Why It Keeps Some People Awake
Despite the overall trend toward better sleep, some people experience the opposite. There are a few reasons this happens.
Thyroid stimulation. Ashwagandha can increase thyroid hormone activity. Animal studies have shown it boosting the main thyroid hormone (T4) by as much as 111%. For someone whose thyroid function is already normal or on the high end, this push can tip them toward symptoms of an overactive thyroid: increased heart rate, anxiety, restlessness, and difficulty sleeping. Case reports have documented thyrotoxicosis (excess thyroid hormone) in people taking ashwagandha supplements, with symptoms including palpitations, tremor, and irritability. Some commercial ashwagandha products have even been found to contain thyroid hormones at levels that could cause problems on their own.
Daytime energy boost. Ashwagandha doesn’t just sedate. In older adults, it improved mental alertness and reduced daytime sleepiness. For some people, particularly those who aren’t sleep-deprived or highly stressed, the dominant effect is increased energy and focus rather than relaxation. This is more likely to cause wakefulness if you take it close to bedtime.
Vivid dreams and disrupted sleep. Clinical trials have reported drowsiness in up to 21% of participants taking ashwagandha. But the supplement has also been linked to unusually vivid or strange dreams, especially during the first few days. For some users, these dreams are disruptive enough to fragment sleep and leave them feeling like they didn’t rest well, even if they technically slept through the night. These effects often diminish with continued use.
Timing and Dosage Matter
When you take ashwagandha can shift whether it feels calming or energizing. If your goal is sleep, taking it in the evening gives its cortisol-lowering and GABA-enhancing effects the best chance to work when you need them. If you find it gives you energy or mental clarity, morning dosing keeps that effect useful rather than disruptive.

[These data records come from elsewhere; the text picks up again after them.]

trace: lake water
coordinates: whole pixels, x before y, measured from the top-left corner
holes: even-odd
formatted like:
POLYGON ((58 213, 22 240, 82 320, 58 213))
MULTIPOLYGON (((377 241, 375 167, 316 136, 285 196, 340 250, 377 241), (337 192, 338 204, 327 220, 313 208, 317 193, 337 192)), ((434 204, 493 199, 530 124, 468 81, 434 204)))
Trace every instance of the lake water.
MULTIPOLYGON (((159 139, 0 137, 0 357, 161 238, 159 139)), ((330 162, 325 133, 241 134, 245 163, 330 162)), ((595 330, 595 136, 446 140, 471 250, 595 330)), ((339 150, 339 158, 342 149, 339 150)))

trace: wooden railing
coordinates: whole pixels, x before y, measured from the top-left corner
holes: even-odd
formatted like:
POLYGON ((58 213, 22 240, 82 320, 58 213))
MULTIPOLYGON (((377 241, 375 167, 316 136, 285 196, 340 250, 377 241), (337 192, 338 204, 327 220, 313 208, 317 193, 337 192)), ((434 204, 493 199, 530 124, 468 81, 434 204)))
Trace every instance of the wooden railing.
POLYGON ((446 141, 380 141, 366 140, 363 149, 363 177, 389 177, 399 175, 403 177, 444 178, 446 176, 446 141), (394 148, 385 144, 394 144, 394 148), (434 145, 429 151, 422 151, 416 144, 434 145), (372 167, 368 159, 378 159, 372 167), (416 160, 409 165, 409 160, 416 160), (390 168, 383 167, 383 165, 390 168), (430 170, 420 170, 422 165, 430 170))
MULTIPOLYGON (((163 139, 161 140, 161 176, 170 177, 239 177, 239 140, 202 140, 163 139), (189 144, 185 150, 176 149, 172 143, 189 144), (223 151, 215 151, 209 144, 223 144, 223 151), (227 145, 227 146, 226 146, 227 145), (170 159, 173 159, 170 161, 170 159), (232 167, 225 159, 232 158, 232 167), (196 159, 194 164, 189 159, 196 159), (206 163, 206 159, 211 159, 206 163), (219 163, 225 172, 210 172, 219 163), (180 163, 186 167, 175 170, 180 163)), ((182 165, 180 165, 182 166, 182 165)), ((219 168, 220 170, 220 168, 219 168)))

The clinical trials that showed sleep benefits used doses between 120 mg and 600 mg daily, depending on the extract. Lower-dose, highly concentrated extracts (like Shoden at 120 mg per day) produced comparable results to higher-dose root extracts (like KSM-66 at 600 mg per day) because they contain different concentrations of active compounds. Starting at the lower end of the dosage range and adjusting based on your response is a practical approach. Individual responses vary enough that experimentation with timing and dose is genuinely necessary rather than optional.
Who Should Be Cautious
If you have a thyroid condition, especially hyperthyroidism or Graves’ disease, ashwagandha’s thyroid-stimulating effects make it a poor fit. People already taking thyroid medication should be particularly careful, since ashwagandha could amplify the medication’s effects unpredictably.
If you’re a naturally light sleeper or someone sensitive to supplements that affect brain chemistry, the vivid dream effect or the initial adjustment period could temporarily worsen your sleep before it improves. Most studies show benefits emerging over several weeks, not overnight, so a rough first few nights doesn’t necessarily predict the long-term effect.
People taking sedative medications or other supplements that enhance GABA activity should be aware that ashwagandha works on the same system. Combining them could lead to excessive drowsiness, confusion, or next-day grogginess rather than the balanced improvement seen in clinical trials.